Posted: 4 January 2019

Bangladesh, Impact,

Australia Global Alumni

Kizzy Tahin is passionate about understanding the different cultures of her native Bangladesh and helping communities like the Bauls, or travelling minstrels, to preserve and promote their unique and influential music.

Even though the Bauls make up a small percentage of the Bengladeshi population, they have played a major role in shaping the country’s culture, says Kizzy. “There is a long glorious history of Baul songs and philosophy in Bangladesh’ they gave us so many thoughts and ideas.”

“My studies helped me realise that culture is an integral part of achieving sustainable development,” she says.

“[Cultural] heritage is not only buildings – or the monuments, its more than that,” she says. “It has an intangible form as well, like music, your facial expressions, theatre, weaving, rickshaw painting everything is part of culture,” she says.

Kizzy has always been interested in culture and heritage, but it was while studying for a Masters in Environmental Sustainability at Monash University in Melbourne, Australia, that she realised its full significance, inspiring her to pursue a career in this area.

“My studies helped me realise that culture is an integral part of achieving sustainable development,” she says. “Sustainable development has three components: social, economic and environmental. Environmental management is part of culture; social values are part of culture and your economic life is part of culture, so without culture you can’t achieve any goals towards sustainable development.’
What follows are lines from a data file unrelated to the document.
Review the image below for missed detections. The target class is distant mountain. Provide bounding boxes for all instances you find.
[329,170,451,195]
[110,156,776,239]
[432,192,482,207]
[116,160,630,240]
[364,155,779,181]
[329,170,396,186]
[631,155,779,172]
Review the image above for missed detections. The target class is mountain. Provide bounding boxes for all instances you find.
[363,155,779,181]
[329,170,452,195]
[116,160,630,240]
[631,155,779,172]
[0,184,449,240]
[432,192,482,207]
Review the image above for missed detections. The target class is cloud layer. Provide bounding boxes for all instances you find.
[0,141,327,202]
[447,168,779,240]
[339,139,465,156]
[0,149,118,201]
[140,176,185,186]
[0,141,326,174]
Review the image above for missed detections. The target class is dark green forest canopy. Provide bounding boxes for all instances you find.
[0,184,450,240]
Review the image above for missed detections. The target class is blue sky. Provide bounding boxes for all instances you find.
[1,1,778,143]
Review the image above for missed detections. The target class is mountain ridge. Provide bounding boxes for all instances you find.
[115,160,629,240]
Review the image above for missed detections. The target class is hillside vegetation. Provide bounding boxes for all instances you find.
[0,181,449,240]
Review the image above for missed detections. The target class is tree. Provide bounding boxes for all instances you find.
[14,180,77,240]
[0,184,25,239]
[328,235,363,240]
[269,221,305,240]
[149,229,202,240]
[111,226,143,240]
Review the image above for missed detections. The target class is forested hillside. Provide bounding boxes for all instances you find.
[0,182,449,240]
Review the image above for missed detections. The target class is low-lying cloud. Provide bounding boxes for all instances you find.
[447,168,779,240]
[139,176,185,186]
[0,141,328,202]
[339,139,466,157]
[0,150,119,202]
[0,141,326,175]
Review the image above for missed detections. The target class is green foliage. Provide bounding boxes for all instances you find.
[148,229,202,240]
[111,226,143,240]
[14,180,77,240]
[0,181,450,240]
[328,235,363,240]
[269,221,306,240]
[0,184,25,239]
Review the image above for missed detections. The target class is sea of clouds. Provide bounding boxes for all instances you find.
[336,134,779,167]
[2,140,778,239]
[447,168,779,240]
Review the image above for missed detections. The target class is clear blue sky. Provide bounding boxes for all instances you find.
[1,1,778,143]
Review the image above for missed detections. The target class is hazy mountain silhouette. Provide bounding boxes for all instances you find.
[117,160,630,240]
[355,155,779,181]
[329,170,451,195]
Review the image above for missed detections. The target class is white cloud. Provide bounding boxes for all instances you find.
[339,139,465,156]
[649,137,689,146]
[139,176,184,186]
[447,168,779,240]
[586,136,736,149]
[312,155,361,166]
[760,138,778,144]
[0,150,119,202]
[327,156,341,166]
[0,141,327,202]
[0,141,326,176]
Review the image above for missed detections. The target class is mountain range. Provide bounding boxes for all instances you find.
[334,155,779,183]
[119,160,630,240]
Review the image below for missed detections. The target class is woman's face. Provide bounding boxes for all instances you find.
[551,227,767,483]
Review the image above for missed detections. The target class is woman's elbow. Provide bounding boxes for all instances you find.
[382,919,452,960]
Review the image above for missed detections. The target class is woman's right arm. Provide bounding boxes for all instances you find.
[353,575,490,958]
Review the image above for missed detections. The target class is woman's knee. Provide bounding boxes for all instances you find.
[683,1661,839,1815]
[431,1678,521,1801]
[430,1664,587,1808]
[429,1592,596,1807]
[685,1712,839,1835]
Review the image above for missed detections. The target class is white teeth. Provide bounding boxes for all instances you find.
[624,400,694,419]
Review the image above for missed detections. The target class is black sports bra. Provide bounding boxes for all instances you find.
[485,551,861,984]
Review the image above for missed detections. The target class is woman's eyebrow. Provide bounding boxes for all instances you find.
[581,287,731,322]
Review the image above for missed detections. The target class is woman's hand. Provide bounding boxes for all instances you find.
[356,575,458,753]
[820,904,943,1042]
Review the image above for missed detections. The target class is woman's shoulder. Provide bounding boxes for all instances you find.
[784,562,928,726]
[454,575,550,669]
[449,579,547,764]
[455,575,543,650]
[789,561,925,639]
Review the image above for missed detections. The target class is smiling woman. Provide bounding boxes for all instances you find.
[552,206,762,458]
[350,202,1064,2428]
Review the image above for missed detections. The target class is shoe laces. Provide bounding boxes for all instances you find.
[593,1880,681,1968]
‘I found living in Australia a very wonderful experience,” Kizzy says. “I found friends, and philosophers in my educational institutions and in my daily life, and I am still in touch with those people,” she says.

Retuning to Bangladesh in 2013, Kizzy was quickly offered a highly sought after role at the United Nations in the capital, Dhaka.

Today, as a Programme Officer with the United Nations Educational, Scientific and Cultural Organization (UNESCO), Kizzy’s job focuses on preserving and promoting the intangible heritage of Bangladesh.

“I found living in Australia a very wonderful experience,” Kizzy says.

She travels widely to all corners of the country, working with different stakeholders, including communities like the Baul, to shape national policies aimed at ensuring that Bangladesh’s rich and varied intangible cultural heritage is retained.

“I believe communities need to be included in decision-making because it’s the community who have been safeguarding their culture for years and who possess the indigenous knowledge,’ she says. “Without them we can’t safeguard or promote their culture.”